Le capitalisme porte la guerre comme la nuée porte l’orage, a dit Jaurès. Pour ceux qui pensent que le capitalisme est forcément la cause de tous les maux du monde, cette phrase est en soit une preuve de leur conviction : la guerre de 1914 : 1918 est le fruit du capitalisme, voire le résultat d’un complot organisé par des capitalistes.
France Inter donnait la parole à ses auditeurs mardi soir, 11 novembre, pour interroger les historiens de la grande guerre. On a eu ainsi droit aux questions de deux adeptes de la thèse ci-dessus : le moins qu’on puisse dire est que les historiens n’ont pas été dans leur sens !
Le premier intervenant voyait dans le déclenchement de la guerre une volonté de mettre fin à la montée dangereuse (pour les capitalistes) du mouvement ouvrier et dans l’armistice la conséquence de la prise de pouvoir par Lénine et la crainte de son expansion.
L’historien de service lui a expliqué qu’en réalité, en 1914, les mouvements ouvriers révolutionnaires étaient faibles voire inexistants et que les partis socialistes avaient très vite soutenu leur pays (Jean Jaurès était une exception).
Il n’a pas répondu directement sur la question touchant la fin de la guerre, mais d’autres réponses ont clairement présenté la réalité bien connue des historiens : en 1918, l’Allemagne était complètement à bout de souffle, au bord de l’effondrement (en raison du blocus naval en particulier) et l’offensive qu’elle a mené au début de l’année était pour elle l’opération de la dernière chance, avant que les américains n’arrivent en masse. En novembre elle était absolument incapable de résister à l’avancée des troupes alliées.
Le second intervenant a été encore plus direct, accusant un « groupe franco allemand de capitalistes » d’avoir fomenté la guerre (pour vendre des armes bien sûr) et en fournissant la preuve par la protection accordée à un de Wendel ;
Le réponse de l’historien a été sans nuances : l’immense majorité des capitalistes étaient pour la paix, considérant que la guerre est mauvaise pour le business. Il est vrai que ceux qui n’ont aucune idée de ce qu’est la gestion d’une entreprise peuvent ignorer cette évidence.

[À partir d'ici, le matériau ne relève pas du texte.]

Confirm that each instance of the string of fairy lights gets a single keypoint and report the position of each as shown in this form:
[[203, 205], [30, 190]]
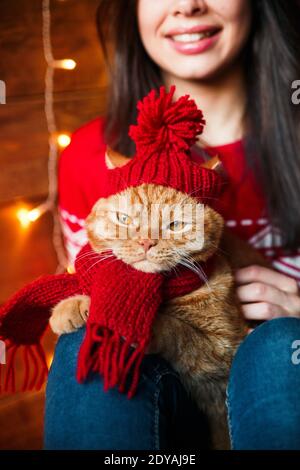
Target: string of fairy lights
[[56, 139]]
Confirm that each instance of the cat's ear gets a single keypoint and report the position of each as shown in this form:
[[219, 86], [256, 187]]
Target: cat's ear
[[214, 163], [114, 159]]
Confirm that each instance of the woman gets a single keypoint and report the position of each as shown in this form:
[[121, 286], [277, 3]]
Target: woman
[[237, 59]]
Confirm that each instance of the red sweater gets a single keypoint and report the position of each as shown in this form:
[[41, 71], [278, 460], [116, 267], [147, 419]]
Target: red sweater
[[82, 171]]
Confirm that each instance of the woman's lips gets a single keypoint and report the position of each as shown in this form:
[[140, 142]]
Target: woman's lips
[[181, 44]]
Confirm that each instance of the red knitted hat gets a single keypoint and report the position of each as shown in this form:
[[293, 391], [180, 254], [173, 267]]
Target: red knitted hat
[[164, 134]]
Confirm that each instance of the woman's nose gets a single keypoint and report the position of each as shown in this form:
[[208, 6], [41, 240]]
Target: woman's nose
[[146, 243], [189, 7]]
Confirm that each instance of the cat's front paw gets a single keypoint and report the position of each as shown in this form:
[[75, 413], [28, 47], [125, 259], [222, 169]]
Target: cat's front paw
[[70, 314]]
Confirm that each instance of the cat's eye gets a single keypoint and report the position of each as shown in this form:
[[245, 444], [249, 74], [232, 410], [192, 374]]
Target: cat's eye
[[123, 218], [176, 225]]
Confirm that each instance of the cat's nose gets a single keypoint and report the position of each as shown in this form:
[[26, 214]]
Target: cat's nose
[[146, 243]]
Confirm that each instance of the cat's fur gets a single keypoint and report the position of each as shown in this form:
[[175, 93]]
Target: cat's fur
[[197, 333]]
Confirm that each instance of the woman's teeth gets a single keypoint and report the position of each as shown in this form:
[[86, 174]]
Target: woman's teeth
[[192, 37]]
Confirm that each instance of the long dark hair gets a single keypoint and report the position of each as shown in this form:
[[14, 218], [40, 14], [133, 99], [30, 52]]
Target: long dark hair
[[271, 65]]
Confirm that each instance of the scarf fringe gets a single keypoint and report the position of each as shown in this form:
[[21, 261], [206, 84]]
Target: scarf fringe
[[35, 368], [107, 353]]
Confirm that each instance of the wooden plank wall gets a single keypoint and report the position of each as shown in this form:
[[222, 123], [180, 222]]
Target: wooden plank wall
[[79, 96]]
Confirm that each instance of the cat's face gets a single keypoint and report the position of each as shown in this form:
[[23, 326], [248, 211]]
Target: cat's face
[[154, 228]]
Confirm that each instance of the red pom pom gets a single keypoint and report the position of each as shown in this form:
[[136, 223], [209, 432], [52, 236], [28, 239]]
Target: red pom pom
[[166, 125]]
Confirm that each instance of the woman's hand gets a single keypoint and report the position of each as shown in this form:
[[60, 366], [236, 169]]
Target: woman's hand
[[266, 294]]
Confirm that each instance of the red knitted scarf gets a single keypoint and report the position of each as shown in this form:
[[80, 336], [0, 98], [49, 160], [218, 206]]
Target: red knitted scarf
[[124, 303]]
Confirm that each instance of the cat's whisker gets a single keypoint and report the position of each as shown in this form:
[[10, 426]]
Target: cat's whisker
[[102, 259], [92, 253]]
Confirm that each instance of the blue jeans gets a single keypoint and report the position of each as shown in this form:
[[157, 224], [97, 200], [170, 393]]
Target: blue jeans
[[262, 398]]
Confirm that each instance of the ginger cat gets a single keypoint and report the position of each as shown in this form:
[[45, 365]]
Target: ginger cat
[[197, 333]]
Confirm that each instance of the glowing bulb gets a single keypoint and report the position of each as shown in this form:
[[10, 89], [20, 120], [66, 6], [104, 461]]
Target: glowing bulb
[[22, 215], [26, 216], [63, 140], [67, 64]]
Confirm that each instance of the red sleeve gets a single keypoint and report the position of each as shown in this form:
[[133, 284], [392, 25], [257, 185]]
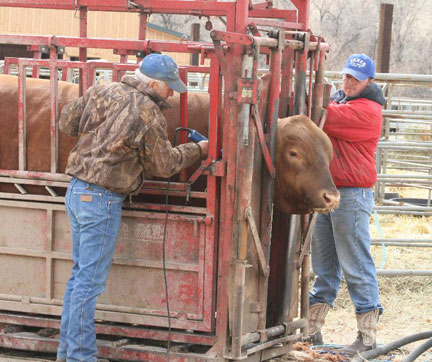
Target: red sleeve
[[355, 121]]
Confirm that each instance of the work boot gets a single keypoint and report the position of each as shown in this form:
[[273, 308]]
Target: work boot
[[317, 315], [366, 336]]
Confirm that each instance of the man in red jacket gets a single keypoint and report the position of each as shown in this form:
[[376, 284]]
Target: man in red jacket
[[341, 240]]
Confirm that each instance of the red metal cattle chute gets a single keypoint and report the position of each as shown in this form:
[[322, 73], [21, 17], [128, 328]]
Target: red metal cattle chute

J’imagine que ce second intervenant n’a pas du tout été convaincu, et qu’il en a voulu à l’émission de ne pas lui avoir permis de citer tous les arguments en faveur de sa thèse : on connaît la capacité de certains à ne voir ou entendre que ce qui les arrange et à confondre indices et preuves.
L’historien a au contraire pointé les principales causes de la guerre : les impérialismes et les nationalismes.
D’une certaine manière, la guerre de 1914 est aussi un lointain résultat de la révolution française. Celle-ci a popularisé dans toute l’Europe l’idée du droit des peuples à disposer d’eux-mêmes. Cette idée a débouché sur le refus des monarchies de droit divin et la volonté de la démocratie. Mais elle s’est traduite aussi par la valorisation de la notion de peuple : le sentiment d’appartenance à un même peuple, souvent lié à la langue se traduit au 19ème siècle par la lutte des allemands contre Napoléon à partir de 1813, par l’adhésion des Italiens à la démarche de Garibaldi qui débouche sur l’unité italienne, par l’adhésion des allemands à un regroupement autour de la Prusse, aussi bien que par les réactions des français à l’invasion de leur pays en 1870.
La conscience de faire partie de différents peuples mine l’empire Austro Hongrois à la fin du 19ème siècle, comme il fait des Balkans une poudrière.
C’est ce nationalisme et non pas le capitalisme qui est à la source de la guerre. De même qu’en 1993 ou en 2005, les hommes d’affaires sont pour l’Europe et son pacifisme et les souverainistes de droite ou de gauche pour le non.